January 31st, 2003
|01:31 am - concat|
Figured for my own reference I'd pass this along. If you haven't seen it, this is surreal and interesting. And the switch ads seem to be a popular topic of parody (Linux, Rosen)
Another attempt at "Total Information Awareness" (not yet scheduled for preemption!) tomorrow. WRCT 88.3, 6pm. Which means I probably have to make my mom take the 28X (and given Friday afternoon Pittsburgh traffic...)
A somewhat amusing take on insta-wealth (on inheriting $2.7B++).
9. Open a savings account for college.
8. Buy a college.
|Date:||January 31st, 2003 08:35 am (UTC)|| |
The heirarchical filesystem is a really wonderful thing for programmers and websites. I think you expose yourself in your retraction.

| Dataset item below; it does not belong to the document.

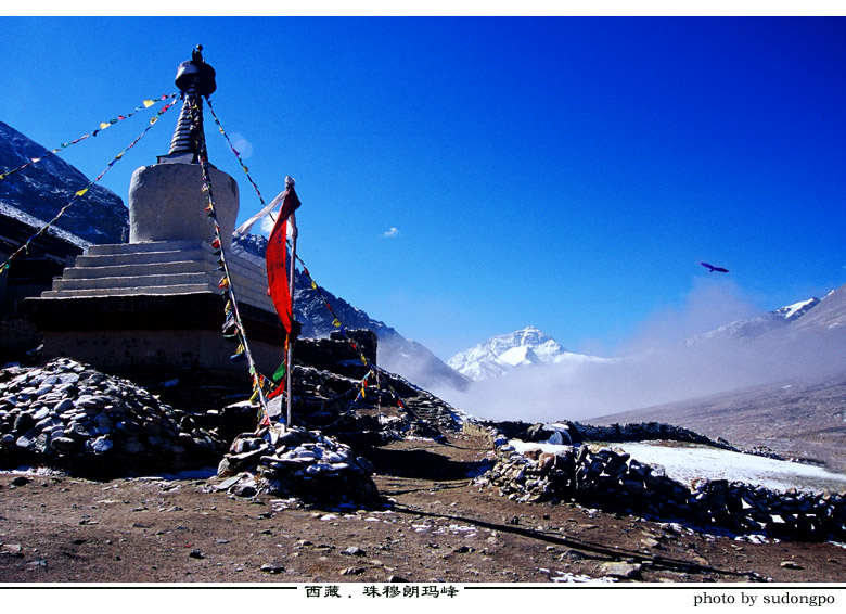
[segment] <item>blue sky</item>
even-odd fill
[[[215,111],[247,143],[265,200],[297,180],[298,248],[318,283],[445,360],[527,324],[610,355],[644,323],[696,311],[703,287],[754,310],[846,283],[843,18],[0,17],[0,120],[49,149],[175,92],[202,43]],[[93,178],[153,111],[63,157]],[[102,184],[126,200],[177,115]],[[206,133],[243,220],[258,199]]]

Part of your resistance is a fear, I believe, of the performance penalty of amorphous data. If we ignore that (and you are enough of a database haxor to recognize how this penalty could be reduced), I think I agree with a bunch of it. Of course, I do have stuff directories.
In your final example, for instance: If you wanted to listen to Orb, you'd type "orb". I'd imagine for music this system would be even better than for normal data -- did you ever use Napster? It is much more intuitive, if you know sort of what you want, to be able to enter some of the parameters. An example: I like Elliot Smith's song "Needle in the Hay". I don't remember which of his albums it is on. I could either say "I want Elliot Smith's Needle in the Hay", or I could change into the Elliot Smith directory and hunt (manually or with a search) through his discography. Why don't I just not separate by CD, you say? Because whereever I make my division of bins, I lose either ease of use or information (what if I want to load up a particular album?) If the filesystem could read ID3 tags, none of this would be an issue.
I guess I'm just not organized like you are.